Catalysis Letters

, Volume 124, Issue 1–2, pp 39–45 | Cite as

Promotional Effects of H2O Treatment on NO x Storage Over Fresh and Thermally Aged Pt–BaO/Al2O3 Lean NO x Trap Catalysts

  • Do Heui Kim
  • Ya-Huei Chin
  • Ja Hun Kwak
  • Charles H. F. Peden


A simple liquid water treatment applied to fresh and thermally aged Pt(2 wt%)–BaO(20 wt%)/Al2O3 lean NO x trap catalysts at room temperature induces morphological and structural changes in the barium species as followed by XRD and TEM analysis.
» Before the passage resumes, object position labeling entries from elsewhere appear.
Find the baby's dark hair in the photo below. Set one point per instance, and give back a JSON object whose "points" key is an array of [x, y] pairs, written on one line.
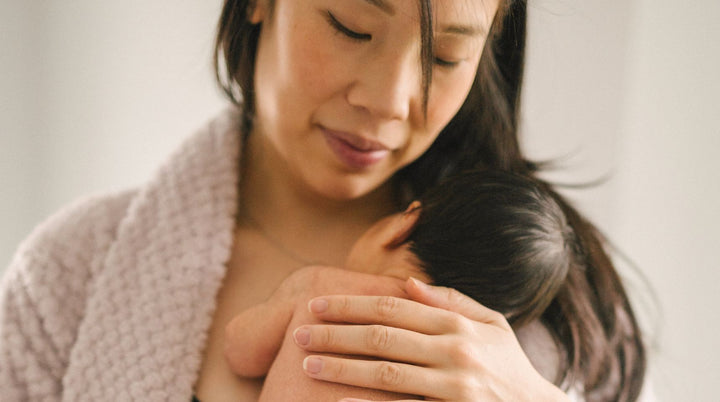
{"points": [[498, 237]]}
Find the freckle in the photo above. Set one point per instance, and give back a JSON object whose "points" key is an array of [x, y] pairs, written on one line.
{"points": [[312, 365]]}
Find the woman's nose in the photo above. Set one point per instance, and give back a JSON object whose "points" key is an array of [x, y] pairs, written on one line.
{"points": [[387, 87]]}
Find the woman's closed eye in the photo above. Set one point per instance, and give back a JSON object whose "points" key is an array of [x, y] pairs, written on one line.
{"points": [[344, 30], [446, 63]]}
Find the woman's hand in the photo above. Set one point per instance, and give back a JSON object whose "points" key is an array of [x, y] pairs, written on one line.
{"points": [[441, 345]]}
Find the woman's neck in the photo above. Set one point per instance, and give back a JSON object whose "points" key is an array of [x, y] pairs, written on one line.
{"points": [[312, 226]]}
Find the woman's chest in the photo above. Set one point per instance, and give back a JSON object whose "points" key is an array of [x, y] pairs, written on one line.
{"points": [[254, 272]]}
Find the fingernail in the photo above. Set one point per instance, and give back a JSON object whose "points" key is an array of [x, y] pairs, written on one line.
{"points": [[312, 365], [302, 336], [318, 305]]}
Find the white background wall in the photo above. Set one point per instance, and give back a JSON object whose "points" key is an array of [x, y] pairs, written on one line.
{"points": [[94, 95]]}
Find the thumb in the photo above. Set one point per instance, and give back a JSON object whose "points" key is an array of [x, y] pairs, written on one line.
{"points": [[452, 300]]}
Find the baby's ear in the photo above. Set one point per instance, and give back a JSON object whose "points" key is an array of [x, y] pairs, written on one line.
{"points": [[403, 226]]}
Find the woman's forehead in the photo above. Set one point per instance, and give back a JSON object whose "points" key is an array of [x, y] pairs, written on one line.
{"points": [[475, 13]]}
During the water treatment, liquid water sufficient to fill the catalyst pore volume is brought into contact with the samples. It was found that irrespective of the original barium chemical state (highly dispersed BaO or crystalline BaAl2O4), exposing the sample to this liquid water treatment promotes the formation of BaCO3 crystallites (about 15–25 nm of its size) without changing the Pt particle size. Such transformations of the barium species are found to significantly promote NO x uptake from 250 to 450 °C. The increase in the NO x uptake for the water-treated samples can be attributed to an enhanced Pt–Ba interaction through the redistribution of barium species. These results provide useful information for the regeneration of aged lean NO x trap catalysts since water is plentiful in the exhaust of diesel or lean-burn engines.


Pt–BaO/Al2O3 Lean NOx trap catalyst Water treatment BaAl2O4 



Financial support was provided by the U.S. Department of Energy (DOE), Office of Energy Efficiency and Renewable Energy, Vehicle Technologies Program. The work was performed in the Environmental Molecular Sciences Laboratory (EMSL) at Pacific Northwest National Laboratory (PNNL). The EMSL is a national scientific user facility and supported by the U.S. DOE, Office of Biological and Environmental Research. PNNL is a multi-program national laboratory operated for the U.S. Department of Energy by Battelle Memorial Institute under Contract DE-AC06-76RLO 1830.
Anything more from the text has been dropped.